Looking forward to your new concepts.

Add a cat somewhere.

03 March 2006, 11:13 PM (

contrast played up.

Edit: Thanks everyone for your kindness about misty. It was sad as she was my friend and companian for a good few years- if I was upset, I went to misty and cried in her fur. Now I'm upset and have no fur to cry into. While I painted, she'd always be curled up on my bed or on the rug beside me. I miss that.

Anyway, the pic above looks as if the background and the foreground aren't actually in the same pic at all. This challenge is really frustrating me!

03 March 2006, 07:23 AM
Smashing work Therry! I love it! Honestly!

03 March 2006, 07:33 AM
This challenge is really frustrating me!

Then you're on the right track. Nothing really good ever comes easy.:)
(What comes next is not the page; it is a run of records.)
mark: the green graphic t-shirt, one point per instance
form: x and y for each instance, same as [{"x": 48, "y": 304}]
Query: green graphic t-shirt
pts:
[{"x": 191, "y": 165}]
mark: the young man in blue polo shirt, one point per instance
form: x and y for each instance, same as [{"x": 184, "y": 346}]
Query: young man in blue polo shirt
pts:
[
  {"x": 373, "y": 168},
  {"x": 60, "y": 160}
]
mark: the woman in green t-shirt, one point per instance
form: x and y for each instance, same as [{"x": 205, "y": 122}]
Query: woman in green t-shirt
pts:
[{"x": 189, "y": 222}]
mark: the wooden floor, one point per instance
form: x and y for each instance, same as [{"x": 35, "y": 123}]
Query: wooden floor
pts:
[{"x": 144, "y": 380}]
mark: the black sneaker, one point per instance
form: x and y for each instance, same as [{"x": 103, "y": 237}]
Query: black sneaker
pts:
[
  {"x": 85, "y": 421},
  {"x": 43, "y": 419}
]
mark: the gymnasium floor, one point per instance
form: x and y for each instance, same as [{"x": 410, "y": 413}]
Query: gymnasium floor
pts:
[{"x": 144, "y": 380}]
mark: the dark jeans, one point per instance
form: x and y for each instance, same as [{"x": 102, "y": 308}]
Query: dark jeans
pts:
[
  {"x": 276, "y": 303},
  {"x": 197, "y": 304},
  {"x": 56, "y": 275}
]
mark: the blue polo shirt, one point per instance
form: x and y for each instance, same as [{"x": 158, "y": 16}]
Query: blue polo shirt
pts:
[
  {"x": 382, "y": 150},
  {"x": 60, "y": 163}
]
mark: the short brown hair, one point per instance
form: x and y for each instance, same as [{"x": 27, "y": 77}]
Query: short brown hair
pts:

Sorry to hear about your cat. Had one myself years ago that died, and it left a surprisingly large void. Your cat might be gone, but the love will linger in your memory.

About the picture:
I really like the new comp. I think that once you get the clouds right the ship will blend better with the picture.
One of the problems might be that at the moment the main light is coming from the same direction as the ship, which is very dark and is bringing dark clouds with it.
Not an expert, but I think changing the direction of the main light or making the ship bring light instead of darkness, might help.

Keep it up!:thumbsup:

03 March 2006, 07:55 AM
yeah, the flipped version is looking good! (patting myself on the back heh :D )
You're on the right track Therry.
I think you're going to finish way before the deadline, if you keep this pace up :)

03 March 2006, 08:15 AM
Then I'll just do another one and decide which one to submit for final image! :D

I have some time off from college now and I'm using this spare time to work on it...I'm loving it, just wishing I was a bit better. :D

I'm seeing all these fantastic artists producing beautiful stuff and I can't help wishing I was like that...well...maybe someday! Meanwhile, here I go with the practicing...tis a long road, yes siree!

and Marlon, thanks so much for the flipping suggestion!

03 March 2006, 04:45 PM (

In the last one, I felt it was lacking depth and drama, so I sketched out some rough lines in PS and built up a composition around them. I remembered a tutorial Kirt did a while ago and used that to help me build up that composition.

Edit: You can find the diagonal tutorial by kirt here. (

03 March 2006, 05:55 PM
Hi! Looks cool! The ppl closest to the cam could be alot bigger up against the foreground i think.. I like the colors.. Especially the ones in the above half of the image! :) Keep it up!

03 March 2006, 08:38 PM
Yeah, beautiful colors in that last comp, Theresa!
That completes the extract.